Interruption of HIV treatment has been cited as a major impediment in the fight against new infections amid concern over continued stigma.
Speaking in Meru County ahead of this year’s World AIDS Day celebrations, set for tomorrow, National Syndemic Disease Control Council CEO Dr Ruth Masha said the country recorded significant numbers last year with at least one in every ten among those living with the virus interrupting treatment.
She said interruption of HIV treatment can lead to a viral rebound after previous viral suppression which contributes to reduced immunity and may impact health in other ways.
“One of the things that is making them stop is HIV stigma and discrimination.

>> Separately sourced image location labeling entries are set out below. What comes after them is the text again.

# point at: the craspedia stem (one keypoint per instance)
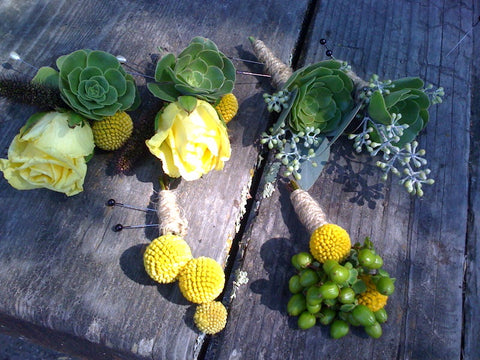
(279, 71)
(308, 210)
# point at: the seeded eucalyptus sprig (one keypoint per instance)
(317, 103)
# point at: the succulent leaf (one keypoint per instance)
(94, 84)
(200, 70)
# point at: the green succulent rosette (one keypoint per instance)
(406, 97)
(92, 83)
(322, 95)
(200, 70)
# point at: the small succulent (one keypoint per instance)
(321, 95)
(404, 97)
(92, 83)
(200, 70)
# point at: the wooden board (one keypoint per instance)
(472, 253)
(67, 279)
(421, 240)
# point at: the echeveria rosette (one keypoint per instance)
(322, 98)
(92, 83)
(406, 97)
(200, 70)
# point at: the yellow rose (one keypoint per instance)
(190, 144)
(49, 154)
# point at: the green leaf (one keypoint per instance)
(47, 76)
(188, 103)
(378, 110)
(309, 173)
(32, 120)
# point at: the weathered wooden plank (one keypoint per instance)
(421, 240)
(472, 254)
(65, 275)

And as long as we continue having people stigmatised, then they end up having mental health issues and then interrupt treatment.” Observed Masha.
She cited drugs and substance abuse especially among young people as compounding and contributing to interruption in HIV treatment.

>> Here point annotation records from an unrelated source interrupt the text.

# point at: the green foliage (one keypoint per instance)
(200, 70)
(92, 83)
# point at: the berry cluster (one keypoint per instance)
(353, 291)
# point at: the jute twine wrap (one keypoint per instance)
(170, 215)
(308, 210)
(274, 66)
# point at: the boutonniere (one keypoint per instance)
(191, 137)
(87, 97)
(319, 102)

“Interruption of medication means that the virus rebounds and sets pace for opportunistic infections including TB, meningitis and pneumonia for accelerated ill health that leads to high levels of deaths among those who have interrupted treatment.” She noted.

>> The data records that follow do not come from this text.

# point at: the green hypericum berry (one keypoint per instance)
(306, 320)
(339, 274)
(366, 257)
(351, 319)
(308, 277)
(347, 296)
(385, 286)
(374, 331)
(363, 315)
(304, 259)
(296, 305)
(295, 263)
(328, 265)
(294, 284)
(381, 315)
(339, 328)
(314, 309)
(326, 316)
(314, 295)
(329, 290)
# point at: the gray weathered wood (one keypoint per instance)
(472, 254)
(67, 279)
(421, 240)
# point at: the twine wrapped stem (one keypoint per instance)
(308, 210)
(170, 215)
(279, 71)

She said delayed diagnosis resulting from associated stigma could result in changes in the body could be irreversible.
“Although we have treatment, stigma and discrimination continues to stand in the way and there is no way the country will treat this disease as a health issue without bringing communities in an effort to break down structural issues, gender based violence and sexual offenses against children.” She said.
The concern coming amid grim statistics on the challenge of appointment and interruption of treatment with data collected last year indicating that of the 1,294,339-people living with HIV on ART in Kenya, 10.4% (134,611) interrupted their treatment.
Similar proportions of men (68%) and women (70%) living with HIV who were on ART kept their appointments, 11% of men and 10% of women on ART experienced treatment interruptions, and 38% of men and 37% of women returned to care.
The data shows that of the clients who interrupted their treatment, 8,182 representing 6 % died while 31,064 representing 23% were still lost to follow-up at the end of the year.
About 1.3 million of the 1.4 million people living with HIV in the country receive antiretroviral therapy from more than 3,000 health facilities including over 48,000 children and 55,000 breastfeeding mothers, a development that has seen the country record significant strides in the fight against the virus over the last decade.
“We have doubled the number of those on treatment from 2013 reducing the number of new infections from 100,000 in 2013 to about 22,000 last year. Mother to child transmission rates have also gone down.” She said.
Kenya is the 7th ranked country in the number of people living with HIV across the globe recording the sixth largest proportion of people who died from AIDS related deaths in the world last year.
Globally, 9.2 million people do not have access to HIV treatment that they need with 1700 lives lost from HIV-related causes each day and 3500 people infected, with many not knowing their status or having access to treatment.